Health and fitness gadgets easily represent one of the fast-growing categories in consumer electronics.

For example, there’s the Renew SleepClock: from the moment you wake up, it can be there to help. Stick your iPhone or iPad in there and it tracks your sleep patterns via an app without having to hook anything up to your body. It then uses what it learns to start your day off properly.

“It has a sensor in it that senses my respiration and micro-movements, and because it does that, it knows when I'm in deep sleep, light sleep, tossing and turning, and based on that, it can wake me at the right moment, so I wake up feeling refreshed instead of throwing me out of bed in a deep sleep with a buzzer,” says Victor Marks of Gear4.

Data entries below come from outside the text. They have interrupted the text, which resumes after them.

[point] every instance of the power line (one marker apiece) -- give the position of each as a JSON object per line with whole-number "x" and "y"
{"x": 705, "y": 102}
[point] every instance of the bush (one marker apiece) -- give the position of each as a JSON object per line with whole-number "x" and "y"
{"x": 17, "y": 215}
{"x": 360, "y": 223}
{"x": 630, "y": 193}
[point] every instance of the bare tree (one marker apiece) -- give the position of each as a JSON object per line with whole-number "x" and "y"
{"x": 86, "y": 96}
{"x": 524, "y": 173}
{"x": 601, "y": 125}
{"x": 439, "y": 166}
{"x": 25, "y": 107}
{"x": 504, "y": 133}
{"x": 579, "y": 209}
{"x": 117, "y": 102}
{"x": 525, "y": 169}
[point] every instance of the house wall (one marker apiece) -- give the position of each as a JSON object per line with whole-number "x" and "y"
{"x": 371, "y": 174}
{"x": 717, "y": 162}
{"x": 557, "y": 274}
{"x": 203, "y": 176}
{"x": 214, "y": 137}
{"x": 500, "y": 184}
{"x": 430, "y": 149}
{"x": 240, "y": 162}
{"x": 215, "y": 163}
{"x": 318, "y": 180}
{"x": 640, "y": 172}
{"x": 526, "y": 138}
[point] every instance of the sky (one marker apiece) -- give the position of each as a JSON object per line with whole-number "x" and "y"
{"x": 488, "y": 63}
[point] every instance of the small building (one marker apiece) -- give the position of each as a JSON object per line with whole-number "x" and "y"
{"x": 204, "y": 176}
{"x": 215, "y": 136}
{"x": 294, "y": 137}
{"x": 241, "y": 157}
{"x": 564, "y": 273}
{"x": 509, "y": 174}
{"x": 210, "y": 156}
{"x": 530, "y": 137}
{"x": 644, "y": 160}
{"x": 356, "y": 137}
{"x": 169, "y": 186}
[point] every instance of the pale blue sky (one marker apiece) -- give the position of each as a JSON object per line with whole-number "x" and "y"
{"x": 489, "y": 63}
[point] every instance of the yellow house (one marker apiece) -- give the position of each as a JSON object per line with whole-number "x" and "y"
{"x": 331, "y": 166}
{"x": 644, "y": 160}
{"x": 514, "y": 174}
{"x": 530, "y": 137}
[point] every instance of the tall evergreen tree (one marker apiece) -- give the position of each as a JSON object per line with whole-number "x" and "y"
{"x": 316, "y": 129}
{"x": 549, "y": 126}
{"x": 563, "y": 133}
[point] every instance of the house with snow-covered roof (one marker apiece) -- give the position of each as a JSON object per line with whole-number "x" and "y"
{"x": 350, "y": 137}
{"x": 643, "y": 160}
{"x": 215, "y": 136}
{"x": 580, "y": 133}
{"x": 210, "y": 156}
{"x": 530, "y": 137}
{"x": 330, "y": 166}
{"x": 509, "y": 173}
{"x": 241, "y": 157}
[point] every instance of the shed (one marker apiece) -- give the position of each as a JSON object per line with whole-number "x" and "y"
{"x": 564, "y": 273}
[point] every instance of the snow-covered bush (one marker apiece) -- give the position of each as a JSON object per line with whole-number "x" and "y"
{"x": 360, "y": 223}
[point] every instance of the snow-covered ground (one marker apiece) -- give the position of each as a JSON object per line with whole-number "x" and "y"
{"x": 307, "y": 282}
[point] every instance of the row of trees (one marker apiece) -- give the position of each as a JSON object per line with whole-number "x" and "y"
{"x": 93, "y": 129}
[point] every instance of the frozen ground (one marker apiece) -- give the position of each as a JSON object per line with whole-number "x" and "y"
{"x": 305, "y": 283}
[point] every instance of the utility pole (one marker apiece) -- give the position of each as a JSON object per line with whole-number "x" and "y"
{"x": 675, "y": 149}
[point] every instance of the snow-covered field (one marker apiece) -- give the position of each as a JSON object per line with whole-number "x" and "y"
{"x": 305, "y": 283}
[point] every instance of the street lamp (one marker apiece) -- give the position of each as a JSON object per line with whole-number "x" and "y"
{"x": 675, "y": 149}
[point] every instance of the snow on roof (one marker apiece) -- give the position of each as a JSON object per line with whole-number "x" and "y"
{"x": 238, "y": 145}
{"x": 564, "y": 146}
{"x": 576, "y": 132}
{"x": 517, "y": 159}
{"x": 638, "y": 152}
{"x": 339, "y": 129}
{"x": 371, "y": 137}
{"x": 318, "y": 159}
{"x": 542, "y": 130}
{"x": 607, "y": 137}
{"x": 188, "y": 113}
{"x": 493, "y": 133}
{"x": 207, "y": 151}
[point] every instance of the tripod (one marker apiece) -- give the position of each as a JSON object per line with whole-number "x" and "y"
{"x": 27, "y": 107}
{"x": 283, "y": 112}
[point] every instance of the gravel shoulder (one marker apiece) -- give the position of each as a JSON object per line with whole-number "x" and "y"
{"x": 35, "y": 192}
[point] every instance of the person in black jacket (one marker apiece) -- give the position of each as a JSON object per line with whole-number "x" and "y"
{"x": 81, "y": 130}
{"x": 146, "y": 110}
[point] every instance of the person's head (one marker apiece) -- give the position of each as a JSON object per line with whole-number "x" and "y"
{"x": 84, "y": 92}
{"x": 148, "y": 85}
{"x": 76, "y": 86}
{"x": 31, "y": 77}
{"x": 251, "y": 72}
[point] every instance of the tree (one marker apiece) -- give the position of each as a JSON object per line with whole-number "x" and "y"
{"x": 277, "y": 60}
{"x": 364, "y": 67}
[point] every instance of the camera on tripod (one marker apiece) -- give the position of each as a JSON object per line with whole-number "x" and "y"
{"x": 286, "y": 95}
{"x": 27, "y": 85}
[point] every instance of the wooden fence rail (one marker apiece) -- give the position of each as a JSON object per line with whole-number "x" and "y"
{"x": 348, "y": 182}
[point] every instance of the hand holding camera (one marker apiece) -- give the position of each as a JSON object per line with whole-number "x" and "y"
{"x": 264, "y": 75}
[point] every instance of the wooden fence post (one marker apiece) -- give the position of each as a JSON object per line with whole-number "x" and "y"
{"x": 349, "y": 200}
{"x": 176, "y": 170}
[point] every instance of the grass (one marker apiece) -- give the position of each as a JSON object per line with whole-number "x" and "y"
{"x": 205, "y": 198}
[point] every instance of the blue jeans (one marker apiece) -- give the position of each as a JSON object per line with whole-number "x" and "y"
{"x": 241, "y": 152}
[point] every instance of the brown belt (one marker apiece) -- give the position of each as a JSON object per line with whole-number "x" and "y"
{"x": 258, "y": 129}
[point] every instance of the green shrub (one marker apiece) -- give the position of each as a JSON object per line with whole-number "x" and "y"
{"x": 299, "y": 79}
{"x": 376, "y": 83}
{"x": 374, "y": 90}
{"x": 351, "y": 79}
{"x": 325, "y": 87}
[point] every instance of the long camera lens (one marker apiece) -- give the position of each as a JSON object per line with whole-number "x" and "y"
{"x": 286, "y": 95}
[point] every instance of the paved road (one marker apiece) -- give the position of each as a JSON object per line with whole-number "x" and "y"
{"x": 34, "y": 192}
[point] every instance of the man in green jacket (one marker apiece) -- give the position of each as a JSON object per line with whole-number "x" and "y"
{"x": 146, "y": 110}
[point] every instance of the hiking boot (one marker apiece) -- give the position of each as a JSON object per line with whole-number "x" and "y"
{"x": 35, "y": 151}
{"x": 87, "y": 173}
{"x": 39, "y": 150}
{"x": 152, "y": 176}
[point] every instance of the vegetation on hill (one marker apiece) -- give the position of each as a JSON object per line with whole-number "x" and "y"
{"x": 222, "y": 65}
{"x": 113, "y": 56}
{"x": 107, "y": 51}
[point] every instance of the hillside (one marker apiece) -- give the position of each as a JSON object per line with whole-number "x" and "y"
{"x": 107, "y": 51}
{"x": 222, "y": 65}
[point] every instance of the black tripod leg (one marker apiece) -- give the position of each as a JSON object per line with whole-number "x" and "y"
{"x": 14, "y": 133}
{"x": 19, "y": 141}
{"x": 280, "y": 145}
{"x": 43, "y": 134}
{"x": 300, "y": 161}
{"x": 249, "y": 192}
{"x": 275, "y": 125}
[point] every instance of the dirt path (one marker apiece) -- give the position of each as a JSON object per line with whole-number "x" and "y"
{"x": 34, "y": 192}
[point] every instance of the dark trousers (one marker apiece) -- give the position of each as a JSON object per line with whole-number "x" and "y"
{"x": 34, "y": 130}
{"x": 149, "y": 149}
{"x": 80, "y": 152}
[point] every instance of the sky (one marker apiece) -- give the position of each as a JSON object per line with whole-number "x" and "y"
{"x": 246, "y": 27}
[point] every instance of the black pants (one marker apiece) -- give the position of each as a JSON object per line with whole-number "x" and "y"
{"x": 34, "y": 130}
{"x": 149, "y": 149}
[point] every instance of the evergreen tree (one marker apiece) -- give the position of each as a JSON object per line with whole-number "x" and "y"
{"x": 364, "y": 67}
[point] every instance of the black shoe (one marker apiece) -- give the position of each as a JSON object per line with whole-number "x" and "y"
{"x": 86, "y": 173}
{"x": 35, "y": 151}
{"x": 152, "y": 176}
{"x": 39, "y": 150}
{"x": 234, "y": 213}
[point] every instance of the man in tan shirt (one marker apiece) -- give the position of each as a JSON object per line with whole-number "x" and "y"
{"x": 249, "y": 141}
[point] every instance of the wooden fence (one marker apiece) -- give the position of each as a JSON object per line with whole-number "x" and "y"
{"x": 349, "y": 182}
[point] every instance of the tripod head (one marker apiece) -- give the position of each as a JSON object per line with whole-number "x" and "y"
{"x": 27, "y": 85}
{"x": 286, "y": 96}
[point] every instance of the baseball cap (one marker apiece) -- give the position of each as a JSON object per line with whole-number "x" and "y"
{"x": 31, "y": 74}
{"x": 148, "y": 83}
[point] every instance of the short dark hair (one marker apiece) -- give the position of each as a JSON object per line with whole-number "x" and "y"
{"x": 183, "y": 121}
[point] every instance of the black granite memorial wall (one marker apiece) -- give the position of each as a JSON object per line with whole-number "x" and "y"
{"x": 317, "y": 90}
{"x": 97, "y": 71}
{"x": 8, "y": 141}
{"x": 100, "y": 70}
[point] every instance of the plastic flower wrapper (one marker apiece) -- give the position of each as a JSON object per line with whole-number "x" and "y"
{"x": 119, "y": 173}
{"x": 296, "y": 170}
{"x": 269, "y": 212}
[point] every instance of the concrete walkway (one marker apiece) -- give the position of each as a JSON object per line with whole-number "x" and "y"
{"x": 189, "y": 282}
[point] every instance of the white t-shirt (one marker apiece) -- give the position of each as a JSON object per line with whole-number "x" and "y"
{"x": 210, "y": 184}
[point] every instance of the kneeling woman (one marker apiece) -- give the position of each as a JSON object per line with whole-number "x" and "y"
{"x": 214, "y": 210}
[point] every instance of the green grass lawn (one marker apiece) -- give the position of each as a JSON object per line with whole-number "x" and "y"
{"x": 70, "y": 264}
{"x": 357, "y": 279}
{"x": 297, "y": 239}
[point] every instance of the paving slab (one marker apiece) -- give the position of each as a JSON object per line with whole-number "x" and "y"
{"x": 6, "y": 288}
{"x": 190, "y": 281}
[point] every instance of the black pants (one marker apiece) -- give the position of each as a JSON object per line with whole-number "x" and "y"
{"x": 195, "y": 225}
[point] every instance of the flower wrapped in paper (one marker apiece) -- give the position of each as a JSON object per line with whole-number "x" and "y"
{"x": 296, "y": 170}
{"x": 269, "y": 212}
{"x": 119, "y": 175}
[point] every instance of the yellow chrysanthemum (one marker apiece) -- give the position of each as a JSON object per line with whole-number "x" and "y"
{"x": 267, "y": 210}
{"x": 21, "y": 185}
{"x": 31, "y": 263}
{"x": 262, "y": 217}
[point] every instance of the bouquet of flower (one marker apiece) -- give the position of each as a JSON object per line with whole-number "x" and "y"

For the stress you encounter after your morning coffee, that's where devices like the emWave2 try to help. It takes your pulse, and based on how your heart is pumping, it’s part of a system that offers up tips on how to get a bit more Zen.

“When you're frustrated or angry, your heart rate looks like an earthquake tracing, and so what you want to do is move to a smooth balanced state called ‘coherence,’ and that's when your breathing, your heart and your brain are in sync,” says Catherine Calarco of HeartMath.

If part of your stress is worrying about an older relative, try the Sonamba. It's a picture frame that you can wirelessly send photos or texts to, but hidden behind that fun stuff, it’s able to learn about your elderly loved one's routines thanks to video and audio sensors. Then, when a routine is broken, you’re notified.

“It tracks their activity, and let's say mom wakes up everyday at 7 o'clock and makes herself a cup of coffee. It's 9 o'clock and you haven’t seen the activity. It's going to send text messages to family saying, 'something's amiss, go call her,'” says Ajit Pendse of Sonamba.

And finally, there’s the NordicTrack treadmill, which allows you to exercise at home or the gym while at the same time exercising just about anywhere in the world

“Because of our relationship with Google Maps, I can, on that touch screen on this treadmill, I can go anywhere in the world Google has gone. I can map a course and then go run that course. If there's any topographical change in that course, this treadmill's incline and decline will change to match the course,” says Jeffrey Hedin of NordicTrack.

For a more immersive view you can run through the streets through your big screen TV, as long as it's a smart TV, the Panasonic model that can access NordicTrack's iFit app.